How do you divide $\dfrac{1+9i}{-2+9i}$ ?

Answer 1

Hint: When we divide some number by complex number , we convert the denominator to real number by multiplying the conjugate of the denominator to both denominator and numerator. The conjugate of a +ib is equal to a –ib. The product of a + ib and a – ib is equal to ${{a}^{2}}+{{b}^{2}}$ which is a real number.

Complete step by step answer:
We have evaluated $\dfrac{1+9i}{-2+9i}$ , we can see the denominator is -2 + 9i . We have to make it a real number.
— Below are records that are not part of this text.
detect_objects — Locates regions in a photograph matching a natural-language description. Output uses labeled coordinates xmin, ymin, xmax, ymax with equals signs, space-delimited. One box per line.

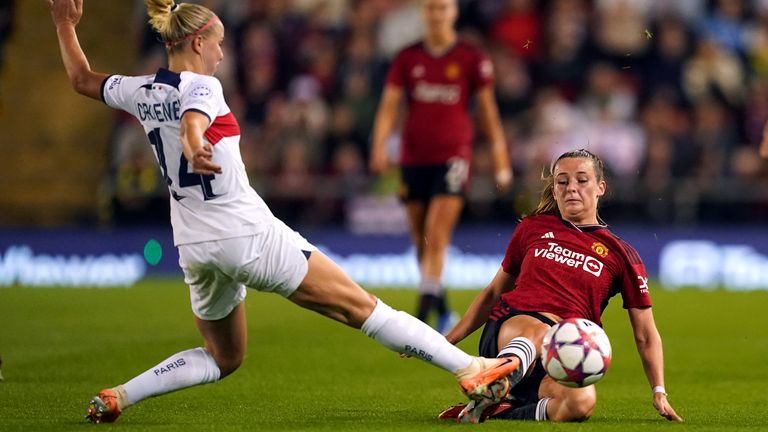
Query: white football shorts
xmin=178 ymin=219 xmax=317 ymax=321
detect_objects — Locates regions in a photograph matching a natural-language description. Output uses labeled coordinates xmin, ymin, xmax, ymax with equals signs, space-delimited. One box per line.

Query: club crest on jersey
xmin=412 ymin=64 xmax=425 ymax=78
xmin=190 ymin=85 xmax=212 ymax=98
xmin=591 ymin=242 xmax=609 ymax=258
xmin=444 ymin=62 xmax=460 ymax=80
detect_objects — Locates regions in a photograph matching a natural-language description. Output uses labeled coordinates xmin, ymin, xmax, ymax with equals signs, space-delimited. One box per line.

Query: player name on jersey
xmin=137 ymin=101 xmax=181 ymax=123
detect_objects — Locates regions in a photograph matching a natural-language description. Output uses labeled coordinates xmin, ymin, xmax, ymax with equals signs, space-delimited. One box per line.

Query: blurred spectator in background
xmin=534 ymin=0 xmax=591 ymax=100
xmin=0 ymin=0 xmax=13 ymax=68
xmin=489 ymin=0 xmax=542 ymax=63
xmin=82 ymin=0 xmax=768 ymax=228
xmin=699 ymin=0 xmax=749 ymax=56
xmin=0 ymin=0 xmax=15 ymax=112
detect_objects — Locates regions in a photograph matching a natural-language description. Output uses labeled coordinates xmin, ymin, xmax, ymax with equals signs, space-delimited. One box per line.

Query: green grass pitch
xmin=1 ymin=279 xmax=767 ymax=431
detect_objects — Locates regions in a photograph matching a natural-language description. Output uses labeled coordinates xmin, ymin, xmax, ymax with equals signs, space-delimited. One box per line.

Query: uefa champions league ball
xmin=540 ymin=318 xmax=612 ymax=388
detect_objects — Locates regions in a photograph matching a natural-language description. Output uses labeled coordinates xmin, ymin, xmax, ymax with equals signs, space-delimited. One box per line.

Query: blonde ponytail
xmin=144 ymin=0 xmax=217 ymax=54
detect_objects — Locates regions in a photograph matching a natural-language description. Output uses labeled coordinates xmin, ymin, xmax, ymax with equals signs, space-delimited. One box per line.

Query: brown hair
xmin=145 ymin=0 xmax=218 ymax=55
xmin=531 ymin=149 xmax=607 ymax=218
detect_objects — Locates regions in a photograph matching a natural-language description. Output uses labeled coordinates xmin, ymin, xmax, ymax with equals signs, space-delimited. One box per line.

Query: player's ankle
xmin=111 ymin=385 xmax=130 ymax=411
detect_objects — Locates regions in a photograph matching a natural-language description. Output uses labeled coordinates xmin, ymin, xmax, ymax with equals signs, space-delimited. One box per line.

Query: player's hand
xmin=653 ymin=392 xmax=683 ymax=422
xmin=494 ymin=167 xmax=513 ymax=194
xmin=48 ymin=0 xmax=83 ymax=27
xmin=190 ymin=144 xmax=222 ymax=175
xmin=369 ymin=149 xmax=390 ymax=175
xmin=760 ymin=139 xmax=768 ymax=159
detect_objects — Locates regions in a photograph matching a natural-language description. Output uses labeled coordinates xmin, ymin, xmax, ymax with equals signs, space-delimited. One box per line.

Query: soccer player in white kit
xmin=48 ymin=0 xmax=520 ymax=424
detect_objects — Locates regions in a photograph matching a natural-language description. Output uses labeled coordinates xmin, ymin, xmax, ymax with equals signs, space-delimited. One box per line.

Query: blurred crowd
xmin=106 ymin=0 xmax=768 ymax=228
Conjugate of -2 + 9i is equal to -2 – 9i .
So we can multiply -2 – 9i to both numerator and denominator to make the denominator real.
So multiplying -2 – 9i with -2 + 9i we get ${{\left( -2 \right)}^{2}}+{{\left( -9 \right)}^{2}}$ which is equal to 85
Now we have to multiply -2 – 9i with 1 + 9i , we know that square of i is equal to -1
So $\left( -2-9i \right)\left( 1+9i \right)=79-27i$
So the value of $\dfrac{1+9i}{-2+9i}$ is equal to $\dfrac{79-27i}{85}$

Note:
We can solve it by another method. We can write both complex numbers in numerator and denominator as a product of mods of complex numbers and e to the power argument of the number. The final result will be a product of the power difference between the argument of numerator and denominator and mod of numerator divided by mod of denominator. In this case the denominator should not be equal to 0.